12 May 2018

How(e) I Love Hoxa

Time flies, and it's been all of three years since I was last in Orkney, so I was very happy to have the opportunity to go again last month. As so often, the excuse was an academic event, the splendid 4th St Magnus Conference, but I always manage to work in some extra time to enjoy my favourite islands. As this was my twelfth visit to Orkney, I have been around quite a lot of it, including most of the inhabited islands. But each time I discover something new, and this time I got quite excited about Hoxa on South Ronaldsay. Something for everyone there, starting with a broch (who doesn't love them?), a fascinating Norse place-name with associated saga-reference, antiquities from both world wars, and a gallery with some wonderful tapestries. So here's a little bit about all of these marvellous things.


There's not much to see of the broch, as it's been mucked about with quite a lot, but its position is amazing, as with so many brochs, and as noted by the RCAHMS 'The broch, Howe of Hoxa, lies in a conspicious and commanding position on a rounded eminence, 50-60ft above the beach, at the N end of a hog-backed ridge on the broad low-lying isthmus which divides the Bay of Widewall on the S frrom the Dam of Hoxa on the N.' In the Viking Age, the broch will have appeared as a mound and this mound has given its name (Old Norse haugr) to the nearby farm, Howe, and to the isthmus on  which it is placed, Hoxa. The name of this isthmus is recorded in Orkneyinga saga as 'a Haugahæide' - the form is not very reliable as the only medieval manuscript of the saga at this point is the late, and sometimes confused, Flateyjarbók. Luckily, there is an earlier reference to it from 1329 as 'a Haugs æiðe' and by 1492 it is already being written as 'Hoxa'. The 1329 document is of great interest since it is one of the only four surviving documents written in Old Norse and issued in Kirkwall. It records a sale of lands and has contemporary forms of 10 place-names (including that of the island) 'all of which, with the exception of [one], can still be easily recognised today' (Hugh Marwick, Orkney Farm-Names, 1952, p. 169).
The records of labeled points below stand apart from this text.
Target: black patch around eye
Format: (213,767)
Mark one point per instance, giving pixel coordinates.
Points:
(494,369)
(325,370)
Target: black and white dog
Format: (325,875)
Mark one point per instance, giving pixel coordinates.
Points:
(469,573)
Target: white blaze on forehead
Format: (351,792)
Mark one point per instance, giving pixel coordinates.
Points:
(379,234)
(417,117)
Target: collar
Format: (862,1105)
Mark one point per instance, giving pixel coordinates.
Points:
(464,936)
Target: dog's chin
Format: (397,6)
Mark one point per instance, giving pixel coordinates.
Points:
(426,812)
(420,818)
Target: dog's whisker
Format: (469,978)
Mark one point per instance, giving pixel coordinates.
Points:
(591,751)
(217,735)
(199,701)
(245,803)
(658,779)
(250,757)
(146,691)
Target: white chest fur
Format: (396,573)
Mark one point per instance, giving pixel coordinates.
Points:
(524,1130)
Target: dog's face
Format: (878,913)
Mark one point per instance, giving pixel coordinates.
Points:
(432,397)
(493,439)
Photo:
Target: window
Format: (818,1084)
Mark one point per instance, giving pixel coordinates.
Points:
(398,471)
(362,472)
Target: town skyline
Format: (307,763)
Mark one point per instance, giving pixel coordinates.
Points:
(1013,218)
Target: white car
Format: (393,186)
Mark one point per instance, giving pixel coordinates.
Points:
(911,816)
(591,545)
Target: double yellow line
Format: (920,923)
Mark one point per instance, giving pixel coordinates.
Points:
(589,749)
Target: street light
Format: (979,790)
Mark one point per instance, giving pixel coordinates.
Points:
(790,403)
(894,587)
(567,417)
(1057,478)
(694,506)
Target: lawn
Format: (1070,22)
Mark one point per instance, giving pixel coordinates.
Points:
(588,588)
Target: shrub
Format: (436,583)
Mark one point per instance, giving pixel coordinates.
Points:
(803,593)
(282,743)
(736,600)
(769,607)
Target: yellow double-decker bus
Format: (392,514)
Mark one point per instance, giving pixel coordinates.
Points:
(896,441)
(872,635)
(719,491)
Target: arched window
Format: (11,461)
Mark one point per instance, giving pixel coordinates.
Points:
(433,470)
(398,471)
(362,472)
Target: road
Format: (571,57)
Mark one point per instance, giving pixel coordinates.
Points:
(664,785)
The saga-reference to Hoxa is equally interesting, as it claims (Orkneyinga saga, ch. 8) that Thorfinn Skull-Splitter (Þorfinnr hausakljúfr) died of illness and was heygðr 'laid in a haugr' í Rögnvaldsey á Haugaeiði as Finnbogi Guðmundsson's edition of 1965 has it. There are examples of Viking Age burials in brochs, at Gurness for example, so this is not implausible. Or it could just be an example of an aetiological tale, a story explaining the origins of something, derived from an understanding of the place-name. We don't know much about this particular Thorfinn, or why he got his nickname, though the saga does tell us that the daughter of Eirik Bloodaxe and Queen Gunnhild was married to his son Arnfinnr and that Thorfinn got to be Earl of Orkney because his two brothers had died with Eirik Bloodaxe in England. Thorfinn was höfðingi mikill ok herskár 'a great chieftain and warlike' - I suppose they had to add the last bit to counter the fact that he died on his sickbed. His nickname was also borrowed for the strong ale (Alc 8.5% b.v.) produced by the Orkney Brewery.



The broch-mound does indeed dominate the isthmus though the latter is very hard to photograph, as you can see from my attempt. And why does English not have a better word than the unpronounceable 'isthmus'? 'Neck' doesn't sound quite right....Also, do ignore the Hermann Pálsson/Paul Edwards Penguin translation of Orkneyinga saga which claims that Thorfinn 'was laid in a burial mound at Hoxa in North Ronaldsay' - they had clearly confused the two present-day Ronaldsays, although the names are clearly distinct in the saga (what is now North Ronaldsay was originally Rínansey and this is the form used in the saga). A. B. Taylor managed to get it right in his 1938 translation.


Another interesting place-name nearby, in fact just a bit off to the right of the picture of the isthmus above, is Roeberry, which I argued (Ships and Men in the Late Viking Age 2001, 78) was the Rauðabjörg where a later Earl Thorfinn defeats his kinsman and rival Rögnvaldr Brúsason in a sea-battle. The significance of this part of Orkney for military strategy is underlined by the twentieth-century antiquities out on Hoxa Head, gun batteries from both the First and Second World Wars. The site is quite amazing to walk around, especially for the views on a day as gorgeous when I was there.


Last stop before the war relics is the Hoxa Tapestry Gallery. I learned about this through my mother, who is very interested in weaving and textiles generally, so dropped in for a visit. The tapestries are amazing, all of them, and Leila Thomson frequently makes use of both the local landscape and its historical associations. Although the isthmus is difficult to photograph, as I noted above, she can imagine it, and has, in a tapestry called Haugsaith: between two shores which also has some not bad runes on it. There is so much of interest at Hoxa and with the fabulous weather it was certainly a most successful excursion.